Designed mockups using Adobe CC applications and created website modules with Ceros. Collaborated with email marketing specialist to build innovative new PowerPoint templates in Hubspot. Executed digital designs including web visuals, email graphics, and social media graphics. 

Lifecycle Marketing Manager

This Grammarly job opening focuses on customer retention, monetization, and product engagement.

Job description: Demonstrates the ability to synthesize quantitative and qualitative data, balance goals as a factor for decision-making, and use directional data to identify gaps and opportunities. Has a strong handle on experiments, specifically in devising sound and enlightening experiments despite incomplete data. Fosters mutual feelings of support inside and outside of the Lifecycle team. Seamlessly aligns stakeholders, details, and timelines toward a specific goal.
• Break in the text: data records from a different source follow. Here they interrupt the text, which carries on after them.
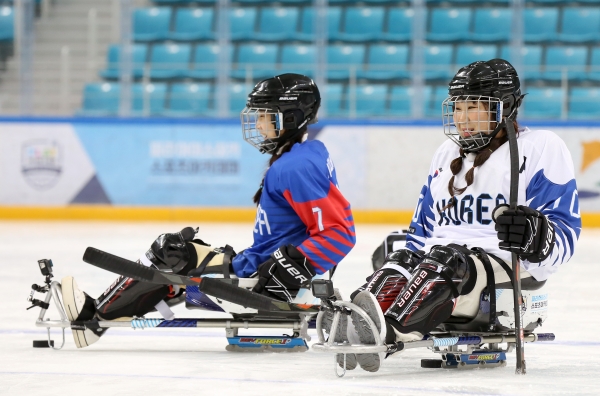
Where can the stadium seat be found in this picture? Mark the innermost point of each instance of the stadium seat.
(362, 24)
(399, 25)
(298, 58)
(438, 62)
(385, 62)
(101, 98)
(492, 24)
(580, 25)
(531, 61)
(151, 24)
(583, 103)
(571, 59)
(542, 103)
(470, 53)
(341, 58)
(113, 63)
(371, 100)
(7, 24)
(241, 23)
(257, 59)
(193, 24)
(277, 24)
(540, 24)
(169, 60)
(307, 29)
(206, 60)
(449, 24)
(148, 99)
(189, 99)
Thrives in working with both quantitative and qualitative data.

Example résumé copy:

Managed dozens of projects involving quantitative and qualitative data to direct successful outcomes for my company. Ran quarterly experiments with varying timelines to determine the best path forward for our product. Collaborated with team members to find innovative data-driven solutions. 

Data Architect

A data architect with this hospitality company will innovate technological solutions to meet customer needs.

Job description:

We believe the success in this role will demonstrate itself through the following attributes and skills:

  • Expertise in Big Data, Hadoop, Data Lakes, Cloud Services, Platform as a Service, Infrastructure as a Service
  • Hands-on experience with AWS RedShift, AWS Aurora, AWS EMR, AWS S3, AWS SageMaker
  • Experience with MySQL and PostgreSQL
  • Experience in Conceptual, Logical, and Physical data modeling
  • Experience in metadata capture and management
  • Experience with Apache Spark, Apache NiFi, Apache Kafka, Python, LINUX scripting
  • Experience with Master Data Management
  • Experience with ETL and EL technologies
  • Accomplished in software/platform design principles
  • Skilled at understanding, documenting, and describing complex technical subjects; and aligning business capabilities to Technology solutions

Example résumé copy: 

Used all AWS products including AWS RedShift, AWS Aurora, AWS EMR, AWS S3, AWS SageMaker to store, process, and handle Big Data. Built blog back ends with Python and MySQL. Compared Hadoop, AWS Aurora, and Apache Spark to optimize processing and storage. Daily responsibilities included Conceptual, Logical, and Physical data modeling, Master Data Management, and documenting.